Cada vez que le decía “no”, su ceja temblaba un poco más. Hasta que finalmente bufó, se llevó ambas manos al cabello y se lo sacudió como si estuviera intentando reiniciar su cerebro.
Se giró hacia mí con los ojos muy abiertos, casi desesperados.
—Está bien, respiremos —dijo, respirando ella misma como si acabara de correr un maratón—. Dime… ¿qué cosas te gustan?
La pregunta sonó sencilla, pero me dejó en blanco. Sentí la mirada de Luca quemándome la espalda, como si estuviera evaluando cada palabra que diría. Como si fuera importante.
—Definitivamente no esto —respondí, intentando sonar amable… aunque mi voz salió más nerviosa de lo que quería admitir.
La estilista entrecerró los ojos. Luca soltó una risa suave detrás de mí, la clase de risa que no sabía si quería golpear o esconderme bajo tierra.
La estilista soltó un suspiro pesado, dejando caer los hombros como si por fin admitiera una derrota temporal. No sabía cuánto tiempo habíamos pasado allí, pero para mí ya eran horas interminables entre telas brillantes. Después de unos segundos, volvió a levantar la cabeza y me sonrió como si nada hubiera pasado, como si su frustración nunca hubiera existido.
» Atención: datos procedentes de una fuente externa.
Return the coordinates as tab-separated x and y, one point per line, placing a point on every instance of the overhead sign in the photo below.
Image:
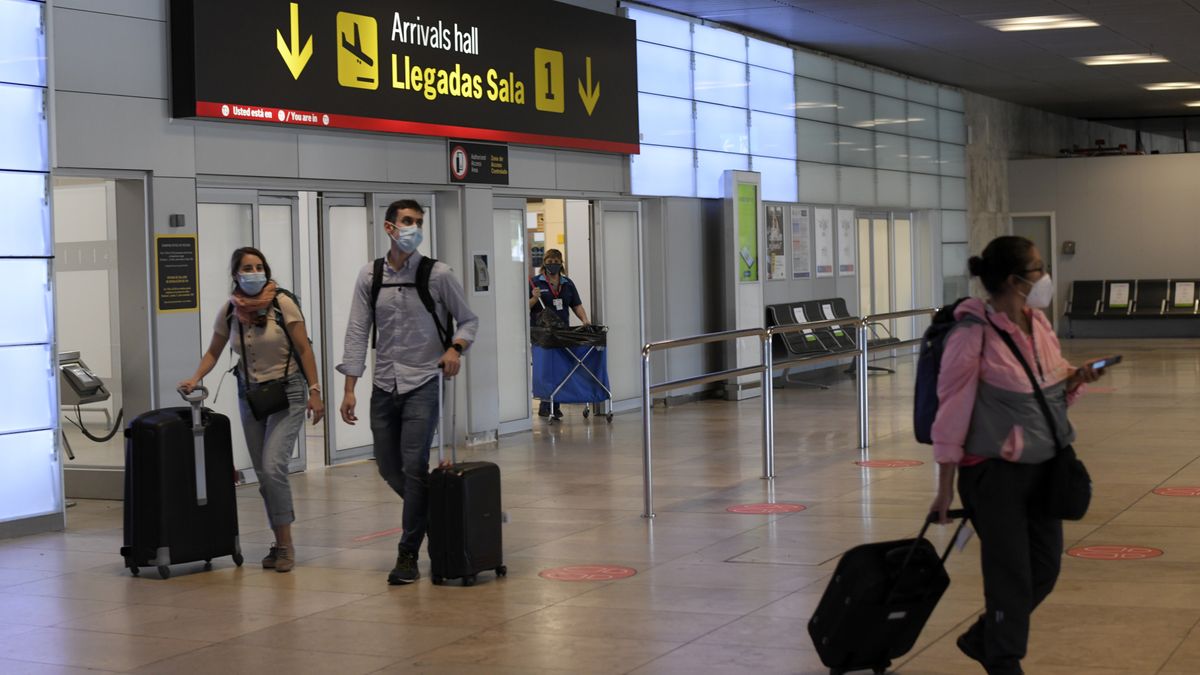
479	162
475	70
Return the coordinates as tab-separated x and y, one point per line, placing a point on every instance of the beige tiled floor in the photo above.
714	592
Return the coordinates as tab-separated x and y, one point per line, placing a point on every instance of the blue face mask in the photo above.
407	237
252	284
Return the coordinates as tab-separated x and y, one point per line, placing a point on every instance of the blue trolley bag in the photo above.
465	514
879	601
180	505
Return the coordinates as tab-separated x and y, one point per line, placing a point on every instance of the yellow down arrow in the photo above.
589	94
294	57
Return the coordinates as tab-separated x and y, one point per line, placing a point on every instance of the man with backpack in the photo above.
406	305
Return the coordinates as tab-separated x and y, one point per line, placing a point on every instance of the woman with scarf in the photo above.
274	346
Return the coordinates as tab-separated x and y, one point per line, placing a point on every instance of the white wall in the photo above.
1133	216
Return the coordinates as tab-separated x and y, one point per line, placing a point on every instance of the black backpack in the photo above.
424	269
929	365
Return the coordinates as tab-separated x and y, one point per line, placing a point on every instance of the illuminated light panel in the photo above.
1122	59
1050	22
1170	85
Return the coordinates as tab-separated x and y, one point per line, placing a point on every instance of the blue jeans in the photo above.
270	442
402	426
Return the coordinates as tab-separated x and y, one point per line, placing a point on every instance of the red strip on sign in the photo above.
307	118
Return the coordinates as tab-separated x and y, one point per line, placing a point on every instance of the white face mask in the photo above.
1042	293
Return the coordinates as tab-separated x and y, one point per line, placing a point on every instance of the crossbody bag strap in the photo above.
1037	390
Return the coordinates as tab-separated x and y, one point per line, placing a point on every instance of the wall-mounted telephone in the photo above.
82	380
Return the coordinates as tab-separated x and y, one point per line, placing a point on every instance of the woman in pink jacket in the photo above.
991	431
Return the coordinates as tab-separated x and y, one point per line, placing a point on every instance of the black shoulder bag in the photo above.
265	399
1068	487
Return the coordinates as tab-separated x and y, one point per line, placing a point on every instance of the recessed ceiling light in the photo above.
1171	85
1053	22
1122	59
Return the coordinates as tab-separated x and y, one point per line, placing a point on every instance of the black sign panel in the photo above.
175	264
479	162
537	72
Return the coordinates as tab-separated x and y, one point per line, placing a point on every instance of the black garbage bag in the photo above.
569	336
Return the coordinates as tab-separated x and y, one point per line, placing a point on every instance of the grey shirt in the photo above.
408	346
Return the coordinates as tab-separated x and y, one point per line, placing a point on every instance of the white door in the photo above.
511	314
617	261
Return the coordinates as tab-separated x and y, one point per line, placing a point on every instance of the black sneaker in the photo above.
406	571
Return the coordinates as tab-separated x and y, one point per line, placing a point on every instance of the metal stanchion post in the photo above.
647	471
768	410
863	410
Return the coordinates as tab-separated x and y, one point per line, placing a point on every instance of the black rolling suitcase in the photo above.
465	517
877	602
179	488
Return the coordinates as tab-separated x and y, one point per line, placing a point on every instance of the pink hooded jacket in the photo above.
987	407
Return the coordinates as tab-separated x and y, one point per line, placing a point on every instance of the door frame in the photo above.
1060	302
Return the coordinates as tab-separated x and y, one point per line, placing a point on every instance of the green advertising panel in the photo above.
748	232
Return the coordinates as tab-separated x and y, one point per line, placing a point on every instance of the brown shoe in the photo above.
285	559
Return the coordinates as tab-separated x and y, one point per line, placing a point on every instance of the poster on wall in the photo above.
777	261
802	256
846	242
823	228
748	232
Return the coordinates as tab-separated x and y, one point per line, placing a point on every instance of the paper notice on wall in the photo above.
1185	293
777	262
823	230
802	254
1119	296
846	242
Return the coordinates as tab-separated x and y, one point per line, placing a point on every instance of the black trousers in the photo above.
1021	555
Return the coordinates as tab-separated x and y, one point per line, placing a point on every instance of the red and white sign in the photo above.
888	463
767	508
1114	553
588	573
1181	491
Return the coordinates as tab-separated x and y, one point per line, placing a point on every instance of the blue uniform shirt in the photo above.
561	303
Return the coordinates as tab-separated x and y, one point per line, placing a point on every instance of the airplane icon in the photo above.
358	57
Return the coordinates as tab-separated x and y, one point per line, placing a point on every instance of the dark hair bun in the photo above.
976	266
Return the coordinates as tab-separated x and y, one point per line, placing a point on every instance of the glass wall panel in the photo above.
815	100
772	91
711	172
665	120
721	129
817	142
720	81
773	136
663	172
25	220
664	70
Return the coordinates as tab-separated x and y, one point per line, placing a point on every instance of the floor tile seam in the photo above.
1177	647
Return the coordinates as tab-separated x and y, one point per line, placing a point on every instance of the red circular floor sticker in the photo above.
1115	553
889	463
1187	491
587	573
767	508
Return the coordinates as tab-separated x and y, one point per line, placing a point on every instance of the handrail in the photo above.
766	369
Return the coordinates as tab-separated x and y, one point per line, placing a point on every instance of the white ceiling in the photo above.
943	41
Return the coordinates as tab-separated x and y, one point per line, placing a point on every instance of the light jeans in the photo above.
270	442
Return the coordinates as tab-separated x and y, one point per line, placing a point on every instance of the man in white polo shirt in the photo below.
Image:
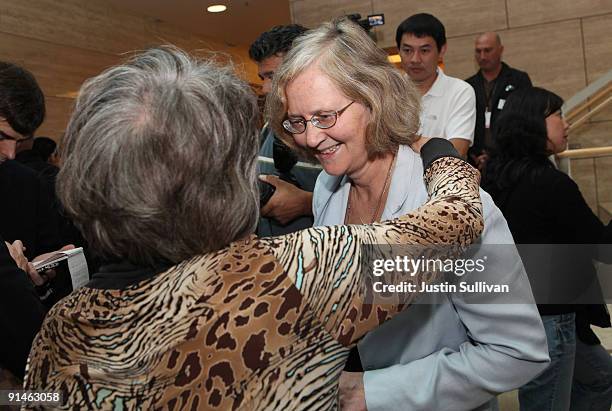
448	104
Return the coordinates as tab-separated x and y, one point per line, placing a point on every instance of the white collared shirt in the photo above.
448	109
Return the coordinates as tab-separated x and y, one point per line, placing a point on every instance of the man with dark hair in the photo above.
269	49
451	351
492	84
26	211
290	207
448	104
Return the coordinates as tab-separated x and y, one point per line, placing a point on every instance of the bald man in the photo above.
492	84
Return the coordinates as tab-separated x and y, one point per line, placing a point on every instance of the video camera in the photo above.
372	20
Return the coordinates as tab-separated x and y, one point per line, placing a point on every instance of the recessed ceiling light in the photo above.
394	58
216	8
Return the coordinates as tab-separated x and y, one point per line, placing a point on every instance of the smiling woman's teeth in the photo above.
330	150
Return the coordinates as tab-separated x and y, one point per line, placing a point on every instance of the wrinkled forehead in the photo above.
412	40
487	41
—Bien, no te preocupes —dijo mientras enlazaba su brazo con el mío—. Tenemos toda la mañana, y estoy segura de que en este centro comercial debe haber algo que te guste.
—Claro, señorita… —murmuré, sintiendo cómo la vergüenza me calentaba las mejillas mientras salíamos de la tienda.
Ella rió suavemente.
—Por favor, dime Lili —pidió con esa sonrisa enorme que llevaba desde que nos conocimos, tan constante que me pregunté si no le dolía el rostro de mostrarla tanto.
Por un instante, al salir de la tienda, lancé una mirada de reojo hacia Luca. Seguía con los ojos clavados en la pantalla del celular, el ceño fruncido en esa expresión que ya parecía permanente en él. Cada cierto tiempo soltaba un suspiro pesado, el tipo de suspiro cargado de enojo que hacía que tanto Lili como yo nos tensáramos sin necesidad de mirarnos.
Estaba molesto; eso era evidente. Quise convencerme de que sólo se trataba del aburrimiento, de que ya le fastidiaba verme negar vestido tras vestido, repitiendo la misma mueca incómoda cada vez que Lili me hacía girar frente al espejo. Pero había algo más allí, algo que no tenía nada que ver conmigo ni con los vestidos.
Algo que él estaba intentando disimular… y no le estaba funcionando.